Smart contracts automate the management of high-value assets, where vulnerabilities can lead to catastrophic financial losses. This challenge is amplified in Large Language Models (LLMs) by two interconnected failures: they operate as unauditable "black boxes" lacking a transparent reasoning process, and consequently, generate code riddled with critical security vulnerabilities. To address both issues, we propose SmartCoder-R1 (based on Qwen2.5-Coder-7B), a novel framework for secure and explainable smart contract generation. It begins with Continual Pre-training (CPT) to specialize the model. We then apply Long Chain-of-Thought Supervised Fine-Tuning (L-CoT SFT) on 7,998 expert-validated reasoning-and-code samples to train the model to emulate human security analysis.

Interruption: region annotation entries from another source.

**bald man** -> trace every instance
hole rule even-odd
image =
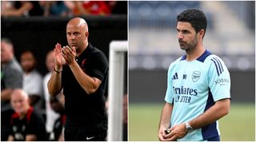
[[[46,128],[42,116],[30,106],[29,97],[22,89],[15,89],[10,102],[14,112],[11,116],[11,134],[8,140],[46,140]]]
[[[105,140],[107,130],[105,90],[108,62],[104,53],[88,42],[88,26],[81,18],[66,25],[69,45],[54,49],[55,66],[49,93],[65,95],[65,140]]]

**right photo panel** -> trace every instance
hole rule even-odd
[[[254,141],[255,2],[128,9],[128,140]]]

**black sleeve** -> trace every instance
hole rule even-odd
[[[102,52],[98,52],[93,54],[91,57],[93,63],[91,64],[90,77],[103,81],[109,68],[106,56]]]
[[[22,73],[16,69],[9,69],[5,73],[5,85],[8,89],[22,89]]]
[[[26,134],[36,135],[37,140],[40,140],[46,132],[44,124],[42,117],[38,113],[32,113],[31,120],[26,126]]]

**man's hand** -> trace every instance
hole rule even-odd
[[[170,128],[170,133],[164,136],[165,140],[174,141],[177,139],[184,137],[187,132],[186,132],[185,124],[177,124]]]
[[[55,69],[61,70],[62,65],[66,64],[66,61],[62,56],[62,45],[58,43],[56,44],[54,49],[54,62]]]
[[[158,130],[158,139],[160,141],[165,141],[166,140],[166,139],[165,138],[166,136],[166,132],[165,132],[165,130],[166,128],[163,126],[161,126],[159,130]]]
[[[72,47],[72,49],[69,46],[64,46],[62,49],[63,57],[67,65],[70,65],[75,61],[76,51],[75,48]]]

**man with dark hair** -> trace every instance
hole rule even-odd
[[[69,46],[55,45],[55,67],[49,93],[65,95],[65,140],[105,140],[107,130],[105,90],[108,63],[104,53],[88,42],[88,26],[81,18],[66,26]]]
[[[159,123],[160,140],[220,140],[218,120],[228,114],[230,77],[224,62],[207,51],[202,39],[207,21],[198,10],[177,17],[180,48],[186,55],[168,69]]]
[[[28,94],[22,89],[15,89],[10,97],[14,112],[11,116],[12,131],[10,141],[43,141],[46,127],[42,116],[30,106]]]

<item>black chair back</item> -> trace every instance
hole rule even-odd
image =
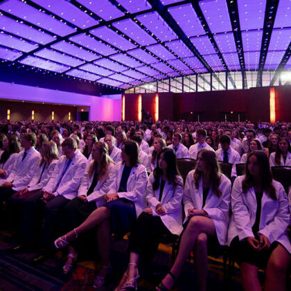
[[[271,167],[271,170],[274,179],[280,182],[286,193],[288,193],[288,188],[291,186],[291,167],[279,166]]]

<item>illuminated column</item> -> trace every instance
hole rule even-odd
[[[270,88],[270,121],[276,121],[276,92],[275,88]]]
[[[139,94],[137,98],[137,119],[141,122],[141,94]]]
[[[159,94],[155,96],[155,121],[159,120]]]

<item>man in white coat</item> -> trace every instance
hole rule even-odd
[[[206,148],[214,152],[214,150],[205,142],[206,136],[206,132],[205,130],[201,128],[197,130],[196,137],[197,143],[191,146],[189,148],[189,155],[191,159],[197,159],[197,155],[202,148]]]
[[[175,132],[172,137],[172,144],[168,148],[172,148],[176,152],[177,159],[184,159],[189,157],[188,148],[182,143],[182,135],[179,132]]]

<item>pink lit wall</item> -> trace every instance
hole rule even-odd
[[[90,121],[121,120],[121,95],[114,99],[0,82],[0,100],[88,106]]]

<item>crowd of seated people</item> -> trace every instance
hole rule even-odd
[[[130,233],[128,267],[117,290],[136,288],[140,261],[153,258],[164,235],[180,242],[157,290],[173,288],[191,252],[199,290],[206,290],[214,245],[229,246],[244,290],[261,290],[263,267],[265,289],[284,290],[291,188],[288,202],[272,167],[291,167],[290,141],[291,123],[279,122],[3,123],[0,214],[7,224],[1,227],[19,235],[12,252],[39,251],[33,263],[65,249],[64,274],[88,237],[97,236],[96,288],[111,269],[112,235]],[[196,160],[184,185],[178,159]],[[230,164],[229,177],[219,162]],[[238,177],[238,164],[245,174]]]

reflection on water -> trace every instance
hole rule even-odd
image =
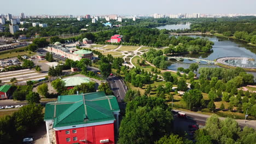
[[[181,24],[182,25],[182,24]],[[185,27],[186,25],[183,24]],[[178,27],[180,27],[179,26]],[[170,28],[178,28],[177,25],[170,25],[158,27],[159,29],[166,28],[171,29]],[[219,57],[242,57],[253,58],[256,59],[256,47],[247,44],[246,43],[232,39],[218,37],[213,35],[187,35],[193,38],[205,38],[214,43],[213,46],[213,51],[205,53],[186,53],[180,56],[183,57],[194,57],[197,58],[206,59],[213,61]],[[188,59],[184,59],[182,62],[173,62],[168,67],[168,69],[177,70],[178,67],[188,68],[190,64],[195,63]],[[200,64],[199,67],[218,67],[214,65]],[[256,76],[256,73],[249,73]]]

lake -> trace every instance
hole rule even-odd
[[[185,25],[185,24],[183,24]],[[176,25],[166,25],[167,29],[170,27],[175,27]],[[164,29],[165,26],[160,27]],[[158,28],[159,27],[157,27]],[[214,43],[213,46],[213,51],[211,52],[205,53],[187,53],[181,55],[181,56],[194,57],[208,60],[214,60],[222,57],[245,57],[254,58],[256,59],[256,47],[247,44],[246,43],[240,40],[228,39],[223,37],[219,37],[212,35],[186,35],[193,38],[200,37],[208,39],[210,40]],[[179,37],[179,36],[178,36]],[[179,36],[181,37],[181,36]],[[174,61],[168,67],[168,69],[177,70],[178,67],[183,67],[188,68],[190,64],[195,63],[194,61],[188,59],[184,60],[183,62],[178,62]],[[200,64],[199,67],[218,67],[214,65]],[[256,73],[249,73],[256,76]]]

Finally, to directly mitigate vulnerabilities, we employ Security-Aware Group Relative Policy Optimization (S-GRPO), a reinforcement learning phase that refines the generation policy by optimizing a weighted reward signal for compilation success, security compliance, and format correctness. Evaluated against 17 baselines on a benchmark of 756 real-world functions, SmartCoder-R1 establishes a new state of the art, achieving top performance across five key metrics: a ComPass of 87.70%, a VulRate of 8.60%, a SafeAval of 80.16%, a FuncRate of 53.84%, and a FullRate of 50.53%. This FullRate marks a 45.79% relative improvement over the strongest baseline, DeepSeek-R1. Crucially, its generated reasoning also excels in human evaluations, achieving high-quality ratings for Functionality (82.7%), Security (85.3%), and Clarity (90.7%).

Paper Structure

This paper contains 22 sections, 4 equations, 3 figures, 5 tables.

Figures (3)

  • Figure 1: A motivating example to illustrate the limitations of non-reasoning Code LLMs in secure smart contract generation, demonstrating the advantages of reasoning-enhanced Code LLMs.
  • Figure 2: Overview of our SmartCoder-R1 pipeline.
  • Figure 3: Case study comparing the reasoning process and implementation order of two LLMs (SmartCoder-R1 and DeepSeek-R1) on the renounceOwnership function in smart contracts.